File this under "don't you people ever learn ANYTHING?" How many people are driven to download because they don't want to pay $18 for a CD that has one or two tracks they want. Raise the price enough and legitimate services will start to look less appealing compared with free. Remember, kids, downloading itself isn't illegal, it's the sharing that people get busted for. I can download to my heart's content without violating a single law or risking becoming part of the Cartel's jihad. But it's a pain. A hassle. Spending a buck is easier most of the time. Make it a few bucks and maybe I'll reconsider.

Comments (4) + TrackBacks (0) | Category: IP Markets and Monopolies


COMMENTS

1. Jack Phelps on March 1, 2005 6:30 PM writes...

Uh, what? No, downloading copyrighted works you don't own the license for IS illegal, or at least punishable in a US civil court. The point you ought to be making is that nobody has been sued for doing so. This is most probably for the combination of reasons that A) the money involved is piddly in comparison to distributing copyrighted works and B) anybody who gets an infringement notice regarding their downloads can run out to their local used records store and buy copies to bring with them to court and nobody'll be the wiser.

Permalink to Comment

2. James on March 1, 2005 7:44 PM writes...

"Remember, kids, downloading itself isn't illegal...." This is terrible, terrible legal advice. You may want this to be the law, but it simply isn't.

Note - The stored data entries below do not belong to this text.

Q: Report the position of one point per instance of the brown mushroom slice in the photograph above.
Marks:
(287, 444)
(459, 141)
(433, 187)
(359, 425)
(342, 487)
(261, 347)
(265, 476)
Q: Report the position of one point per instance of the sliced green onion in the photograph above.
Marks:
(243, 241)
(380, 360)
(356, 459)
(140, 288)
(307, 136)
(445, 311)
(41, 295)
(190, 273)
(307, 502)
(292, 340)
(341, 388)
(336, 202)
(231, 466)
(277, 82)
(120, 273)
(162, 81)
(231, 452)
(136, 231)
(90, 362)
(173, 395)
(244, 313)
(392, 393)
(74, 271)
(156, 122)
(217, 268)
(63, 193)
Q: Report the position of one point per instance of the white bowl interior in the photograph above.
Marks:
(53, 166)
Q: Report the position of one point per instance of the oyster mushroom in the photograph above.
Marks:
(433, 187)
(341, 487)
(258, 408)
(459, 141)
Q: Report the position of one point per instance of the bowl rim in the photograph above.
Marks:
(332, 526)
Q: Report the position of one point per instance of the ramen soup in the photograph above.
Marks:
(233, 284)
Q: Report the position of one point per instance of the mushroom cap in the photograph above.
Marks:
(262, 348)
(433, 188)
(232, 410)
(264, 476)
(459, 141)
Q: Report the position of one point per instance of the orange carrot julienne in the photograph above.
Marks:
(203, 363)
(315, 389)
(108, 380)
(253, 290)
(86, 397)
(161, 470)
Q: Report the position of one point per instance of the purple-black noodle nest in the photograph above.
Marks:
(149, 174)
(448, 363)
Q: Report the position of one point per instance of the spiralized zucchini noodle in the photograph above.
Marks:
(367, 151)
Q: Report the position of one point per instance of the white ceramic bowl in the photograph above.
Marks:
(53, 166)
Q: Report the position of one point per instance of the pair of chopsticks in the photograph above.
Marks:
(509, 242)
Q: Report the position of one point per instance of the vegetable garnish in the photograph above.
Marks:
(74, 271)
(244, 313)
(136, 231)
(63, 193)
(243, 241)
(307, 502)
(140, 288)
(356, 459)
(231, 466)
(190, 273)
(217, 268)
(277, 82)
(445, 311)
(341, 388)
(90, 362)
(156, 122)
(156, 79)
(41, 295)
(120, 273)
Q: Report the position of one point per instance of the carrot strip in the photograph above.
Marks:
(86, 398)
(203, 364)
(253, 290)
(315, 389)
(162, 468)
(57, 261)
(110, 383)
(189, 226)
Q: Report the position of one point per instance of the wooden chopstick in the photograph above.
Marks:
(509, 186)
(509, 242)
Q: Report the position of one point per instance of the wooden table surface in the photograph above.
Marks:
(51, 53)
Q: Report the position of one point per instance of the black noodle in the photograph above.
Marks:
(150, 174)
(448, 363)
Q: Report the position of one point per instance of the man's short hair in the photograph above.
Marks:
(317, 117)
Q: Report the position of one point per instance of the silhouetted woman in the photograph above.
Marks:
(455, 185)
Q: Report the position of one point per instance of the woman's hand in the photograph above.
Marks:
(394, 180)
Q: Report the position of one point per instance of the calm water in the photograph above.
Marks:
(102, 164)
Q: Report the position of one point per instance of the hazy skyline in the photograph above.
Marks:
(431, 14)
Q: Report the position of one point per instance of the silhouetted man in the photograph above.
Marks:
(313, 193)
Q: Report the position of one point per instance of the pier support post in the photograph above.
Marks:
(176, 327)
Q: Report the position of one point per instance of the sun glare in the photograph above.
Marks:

Here's what the Ninth Circuit said in Napster:

The record supports the district court’s determination that “as much as eighty-seven percent of the files available on Napster may be copyrighted and more than seventy percent may be owned or administered by plaintiffs.” Napster, 114 F. Supp. 2d at 911.
The district court further determined that plaintiffs’ exclusive rights under § 106 were violated: “here the evidence establishes that a majority of Napster users use the service to download and upload copyrighted music. . . . And by doing that, it constitutes–the uses constitute direct infringement of plaintiffs' musical compositions, recordings.” A&M Records, Inc. v. Napster, Inc., Nos. 99-5183, 00-0074, 2000 WL 1009483, at *1 (N.D. Cal. July 26, 2000) (transcript of proceedings). The district court also noted that “it is pretty much acknowledged . . . by Napster that this is infringement.” Id. We agree that plaintiffs have shown that Napster users infringe at least two of the copyright holders’ exclusive rights: the rights of reproduction, § 106(1); and distribution, § 106(3). Napster users who upload file names to the search index for others to copy violate plaintiffs’ distribution rights. Napster users who download files containing copyrighted music violate plaintiffs’ reproduction rights.

http://www.ce9.uscourts.gov/web/newopinions.nsf/0/c4f204f69c2538f6882569f100616b06?OpenDocument

I am unaware of any court that has disagreed.

Permalink to Comment

3. Neo on March 1, 2005 11:05 PM writes...

The shocking thing isn't their continued stupidity. Their collective IQ has long since been estimated by all and sundry.

The shocking thing is that this cartel, right when it really needs its image of legitimacy as untarnished as possible, was actually blithely discussing blatant price-fixing right in the open for all to hear.

I wonder where the DOJ is right now? I think they might be interested. Although they'll probably just take a bribe and drop the case after putting on a big show of still caring about the Sherman Act, just as they seem to've with Microsoft recently. :P

Permalink to Comment

4. drwex on March 2, 2005 8:24 AM writes...

Good point about the price-fixing issue. Perhaps they figure that with Spitzer off running for elected office they don't have anything to fear. As for the "downloading is (not) illegal" the pointer from James is a good one and I plan to put up an entry on this later today.

Thank you all for helping inform this discussion.